I'm frazzled and fatigued this morning. Waiting for my son to return last night went from bad to worse; the text that he was on his way, or in his words "about to" leave at 11 turned into 1:30, but then only at my badgering and behest. We did our regular dance; his pathetic apology, my speech about common courtesy sadly amped up and ramped up to yelling. Yes, I see the inconsistency.
Why do I still wait up for a relatively responsible 19 year-old college student? Is it hormonal or habit? It is part maternal, part defensive; hoping to sleep uninterrupted once he has returned to the nest, rather than the fitful half-shifts between hot flashes, Craig Ferguson and his early AM arrival. Am I just hard-wired to worry? Or just more likely to admit to it?
On the side of mothering, I read the regular and prolific reports of DUI arrests around the Lake Minnetonka area and wonder will this be the night that a sloppy driver crosses the line on that narrow, winding road back from his latest late-night event. I have more faith in him than his fellow road companions. And do the mothers whose sons dodge bullets on a daily basis find it all laughable?
Please note it was Sunday, after my husband has been at work for half the day of rest and before he leaves at the crack of dawn for (insert city or country).
And for that matter what does this all have to do with wood ducks?
Last week my daughter alerted me to the wood ducks and their broods over at the creek. Since then we've been watching their progress as they learn the ropes of foraging and feeding themselves under the watchful, decorative eye of their mothers.
The wood duck is also known as the summer duck in some parts. They raise their young later than other waterfowl in sync with the berries and acorns that supplement the insects of their diet. They are the only duck to nest above the water in hollowed out trees or the nesting boxes that have helped them come back from environmental lists of concern.

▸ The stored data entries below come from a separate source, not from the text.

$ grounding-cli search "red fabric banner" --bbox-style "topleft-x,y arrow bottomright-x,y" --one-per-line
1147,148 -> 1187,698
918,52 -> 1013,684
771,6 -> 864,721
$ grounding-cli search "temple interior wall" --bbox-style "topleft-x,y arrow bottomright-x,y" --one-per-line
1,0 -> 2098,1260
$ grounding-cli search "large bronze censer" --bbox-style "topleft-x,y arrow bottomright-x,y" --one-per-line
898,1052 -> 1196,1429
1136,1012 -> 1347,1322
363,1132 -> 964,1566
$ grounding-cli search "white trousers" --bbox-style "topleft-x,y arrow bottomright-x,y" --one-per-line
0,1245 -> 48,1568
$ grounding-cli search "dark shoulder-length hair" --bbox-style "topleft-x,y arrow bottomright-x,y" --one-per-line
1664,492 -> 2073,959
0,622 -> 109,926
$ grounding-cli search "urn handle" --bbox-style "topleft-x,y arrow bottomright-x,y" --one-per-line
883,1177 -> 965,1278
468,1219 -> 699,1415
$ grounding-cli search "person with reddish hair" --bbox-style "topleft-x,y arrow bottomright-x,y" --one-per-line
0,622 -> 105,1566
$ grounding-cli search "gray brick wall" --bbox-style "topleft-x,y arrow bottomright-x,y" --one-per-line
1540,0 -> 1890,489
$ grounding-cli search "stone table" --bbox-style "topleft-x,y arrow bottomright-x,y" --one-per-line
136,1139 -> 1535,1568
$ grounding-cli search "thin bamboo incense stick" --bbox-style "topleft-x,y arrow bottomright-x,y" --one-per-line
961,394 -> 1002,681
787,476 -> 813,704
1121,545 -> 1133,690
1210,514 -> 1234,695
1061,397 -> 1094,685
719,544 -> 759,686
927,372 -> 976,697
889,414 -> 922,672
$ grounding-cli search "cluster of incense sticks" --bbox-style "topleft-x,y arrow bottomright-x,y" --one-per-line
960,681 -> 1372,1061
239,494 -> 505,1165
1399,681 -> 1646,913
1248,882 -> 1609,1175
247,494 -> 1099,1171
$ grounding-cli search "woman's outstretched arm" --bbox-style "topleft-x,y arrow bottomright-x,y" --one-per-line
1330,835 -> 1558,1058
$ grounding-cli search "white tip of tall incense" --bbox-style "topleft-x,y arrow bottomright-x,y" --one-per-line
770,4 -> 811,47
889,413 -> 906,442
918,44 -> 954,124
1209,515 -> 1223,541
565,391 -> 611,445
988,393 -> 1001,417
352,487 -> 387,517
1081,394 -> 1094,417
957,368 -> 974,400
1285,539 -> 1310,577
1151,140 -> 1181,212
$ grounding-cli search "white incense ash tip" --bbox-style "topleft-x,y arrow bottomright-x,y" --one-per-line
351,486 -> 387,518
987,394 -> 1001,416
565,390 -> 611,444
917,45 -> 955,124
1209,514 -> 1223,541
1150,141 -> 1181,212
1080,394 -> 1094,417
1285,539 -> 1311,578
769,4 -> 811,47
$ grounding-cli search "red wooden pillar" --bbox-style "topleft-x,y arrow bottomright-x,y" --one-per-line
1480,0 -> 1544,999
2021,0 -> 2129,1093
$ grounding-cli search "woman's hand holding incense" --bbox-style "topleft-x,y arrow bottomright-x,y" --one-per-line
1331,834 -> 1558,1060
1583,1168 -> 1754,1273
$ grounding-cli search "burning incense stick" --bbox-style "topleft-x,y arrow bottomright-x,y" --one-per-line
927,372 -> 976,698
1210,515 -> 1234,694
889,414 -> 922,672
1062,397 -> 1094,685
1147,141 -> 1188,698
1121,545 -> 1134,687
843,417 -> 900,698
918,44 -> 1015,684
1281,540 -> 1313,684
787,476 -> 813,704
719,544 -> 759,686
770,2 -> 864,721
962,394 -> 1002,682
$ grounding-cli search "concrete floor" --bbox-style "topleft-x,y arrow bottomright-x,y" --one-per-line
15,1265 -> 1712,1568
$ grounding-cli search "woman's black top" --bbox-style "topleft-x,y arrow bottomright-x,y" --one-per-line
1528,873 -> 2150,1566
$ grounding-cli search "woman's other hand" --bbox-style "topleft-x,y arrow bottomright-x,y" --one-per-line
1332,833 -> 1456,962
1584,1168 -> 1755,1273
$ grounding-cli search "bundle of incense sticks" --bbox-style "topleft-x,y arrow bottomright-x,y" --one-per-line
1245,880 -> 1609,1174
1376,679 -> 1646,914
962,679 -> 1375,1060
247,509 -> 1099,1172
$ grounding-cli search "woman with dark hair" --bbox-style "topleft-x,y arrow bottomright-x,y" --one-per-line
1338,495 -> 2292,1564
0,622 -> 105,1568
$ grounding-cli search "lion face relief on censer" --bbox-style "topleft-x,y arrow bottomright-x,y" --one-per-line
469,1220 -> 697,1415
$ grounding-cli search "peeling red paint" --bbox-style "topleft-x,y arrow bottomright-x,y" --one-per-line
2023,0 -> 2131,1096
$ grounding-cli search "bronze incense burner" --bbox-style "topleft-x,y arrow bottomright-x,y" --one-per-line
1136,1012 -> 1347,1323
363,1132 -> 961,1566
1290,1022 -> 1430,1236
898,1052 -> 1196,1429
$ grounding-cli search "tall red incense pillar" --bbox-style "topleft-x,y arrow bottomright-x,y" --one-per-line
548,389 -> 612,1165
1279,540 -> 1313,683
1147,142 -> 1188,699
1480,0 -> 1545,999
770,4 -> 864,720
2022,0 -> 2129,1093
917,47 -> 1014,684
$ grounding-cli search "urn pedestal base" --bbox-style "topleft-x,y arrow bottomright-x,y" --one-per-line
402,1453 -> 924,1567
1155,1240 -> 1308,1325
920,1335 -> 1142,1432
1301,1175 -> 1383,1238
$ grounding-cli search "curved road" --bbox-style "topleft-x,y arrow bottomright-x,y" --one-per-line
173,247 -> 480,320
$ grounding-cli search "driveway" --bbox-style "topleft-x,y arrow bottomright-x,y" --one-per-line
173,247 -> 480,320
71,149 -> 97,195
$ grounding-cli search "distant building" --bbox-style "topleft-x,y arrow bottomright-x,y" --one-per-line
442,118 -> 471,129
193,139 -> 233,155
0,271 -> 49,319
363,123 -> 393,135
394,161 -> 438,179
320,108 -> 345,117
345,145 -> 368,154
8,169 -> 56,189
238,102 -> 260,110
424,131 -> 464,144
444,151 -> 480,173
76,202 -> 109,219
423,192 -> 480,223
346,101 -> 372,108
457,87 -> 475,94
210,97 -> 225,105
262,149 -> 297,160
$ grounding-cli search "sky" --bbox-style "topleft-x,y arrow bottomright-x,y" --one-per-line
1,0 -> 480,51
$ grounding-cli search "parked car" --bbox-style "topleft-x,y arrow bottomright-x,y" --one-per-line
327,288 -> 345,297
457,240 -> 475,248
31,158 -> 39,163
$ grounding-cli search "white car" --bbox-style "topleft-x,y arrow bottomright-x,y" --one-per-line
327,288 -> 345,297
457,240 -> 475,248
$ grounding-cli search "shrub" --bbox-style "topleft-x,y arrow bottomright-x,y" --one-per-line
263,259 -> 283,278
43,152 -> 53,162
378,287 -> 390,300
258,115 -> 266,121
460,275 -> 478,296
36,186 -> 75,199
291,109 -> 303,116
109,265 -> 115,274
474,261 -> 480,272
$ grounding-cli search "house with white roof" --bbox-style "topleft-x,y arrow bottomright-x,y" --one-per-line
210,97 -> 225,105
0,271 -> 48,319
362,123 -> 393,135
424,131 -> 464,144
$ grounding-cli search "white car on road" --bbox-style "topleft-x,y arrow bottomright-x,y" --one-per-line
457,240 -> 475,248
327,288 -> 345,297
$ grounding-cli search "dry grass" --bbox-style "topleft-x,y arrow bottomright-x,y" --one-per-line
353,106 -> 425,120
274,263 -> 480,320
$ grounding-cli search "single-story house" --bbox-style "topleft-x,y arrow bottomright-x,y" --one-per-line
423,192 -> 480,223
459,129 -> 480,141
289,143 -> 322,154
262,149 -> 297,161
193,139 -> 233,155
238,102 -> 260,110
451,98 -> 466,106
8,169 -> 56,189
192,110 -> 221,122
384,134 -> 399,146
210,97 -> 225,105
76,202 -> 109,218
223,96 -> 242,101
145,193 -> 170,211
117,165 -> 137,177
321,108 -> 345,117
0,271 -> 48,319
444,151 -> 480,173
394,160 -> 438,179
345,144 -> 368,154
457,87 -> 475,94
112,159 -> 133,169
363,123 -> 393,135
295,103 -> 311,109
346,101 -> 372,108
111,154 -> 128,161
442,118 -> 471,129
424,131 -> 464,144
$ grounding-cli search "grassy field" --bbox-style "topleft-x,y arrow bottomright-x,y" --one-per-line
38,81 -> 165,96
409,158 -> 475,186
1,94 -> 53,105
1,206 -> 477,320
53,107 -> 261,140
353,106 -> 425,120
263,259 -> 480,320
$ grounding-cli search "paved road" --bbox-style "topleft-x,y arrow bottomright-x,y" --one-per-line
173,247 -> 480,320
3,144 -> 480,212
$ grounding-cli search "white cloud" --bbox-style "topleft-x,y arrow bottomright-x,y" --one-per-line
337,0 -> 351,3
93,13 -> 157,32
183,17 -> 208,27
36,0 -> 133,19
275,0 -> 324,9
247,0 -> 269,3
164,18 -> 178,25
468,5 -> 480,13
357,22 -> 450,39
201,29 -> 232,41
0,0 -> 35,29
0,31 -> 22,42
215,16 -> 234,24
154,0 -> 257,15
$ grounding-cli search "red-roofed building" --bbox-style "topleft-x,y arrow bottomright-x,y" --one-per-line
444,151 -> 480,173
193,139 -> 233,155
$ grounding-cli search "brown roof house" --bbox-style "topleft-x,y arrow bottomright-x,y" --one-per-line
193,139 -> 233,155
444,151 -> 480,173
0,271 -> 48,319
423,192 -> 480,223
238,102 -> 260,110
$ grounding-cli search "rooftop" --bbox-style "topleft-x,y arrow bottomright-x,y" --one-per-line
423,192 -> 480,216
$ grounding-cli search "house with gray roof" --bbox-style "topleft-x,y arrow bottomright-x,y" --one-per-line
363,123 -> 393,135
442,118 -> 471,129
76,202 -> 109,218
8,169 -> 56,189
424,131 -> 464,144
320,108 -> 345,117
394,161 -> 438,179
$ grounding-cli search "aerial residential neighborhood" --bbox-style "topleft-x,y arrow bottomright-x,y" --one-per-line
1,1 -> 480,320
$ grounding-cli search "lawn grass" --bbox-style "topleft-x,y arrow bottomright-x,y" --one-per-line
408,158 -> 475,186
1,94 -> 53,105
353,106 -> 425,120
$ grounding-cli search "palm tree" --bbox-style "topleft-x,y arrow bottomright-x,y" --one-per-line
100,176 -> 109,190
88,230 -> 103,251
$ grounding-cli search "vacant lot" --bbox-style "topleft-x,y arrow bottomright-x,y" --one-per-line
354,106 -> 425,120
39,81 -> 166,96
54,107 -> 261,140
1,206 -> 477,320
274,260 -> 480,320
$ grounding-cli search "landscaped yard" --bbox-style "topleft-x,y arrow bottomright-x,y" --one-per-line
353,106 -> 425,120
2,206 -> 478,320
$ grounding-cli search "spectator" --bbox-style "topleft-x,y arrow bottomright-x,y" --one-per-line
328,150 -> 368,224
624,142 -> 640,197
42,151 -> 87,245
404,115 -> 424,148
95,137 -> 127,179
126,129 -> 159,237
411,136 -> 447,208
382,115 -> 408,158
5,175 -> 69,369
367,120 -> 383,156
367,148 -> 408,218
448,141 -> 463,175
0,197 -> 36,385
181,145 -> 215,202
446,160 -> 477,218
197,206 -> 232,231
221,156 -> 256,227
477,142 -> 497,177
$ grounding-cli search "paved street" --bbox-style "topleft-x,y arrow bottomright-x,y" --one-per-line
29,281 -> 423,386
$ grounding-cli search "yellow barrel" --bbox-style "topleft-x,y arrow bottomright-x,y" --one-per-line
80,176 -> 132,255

While the mallards are like the Taurus of ducks, you might say the wood duck, or at least the colorful, crested male may be the Maserati. He is sleek and showy, adorned with feathers that give him a certain jaunty flourish as he glides through the water. He returns to the family unit in the fall after the messy business of mothering is done.The female is drabber and while I know it's presumptuous to affix human feeling to birds, she has a put-upon look, or perhaps a too-often-tweezed look of surprise about her white-ringed brow.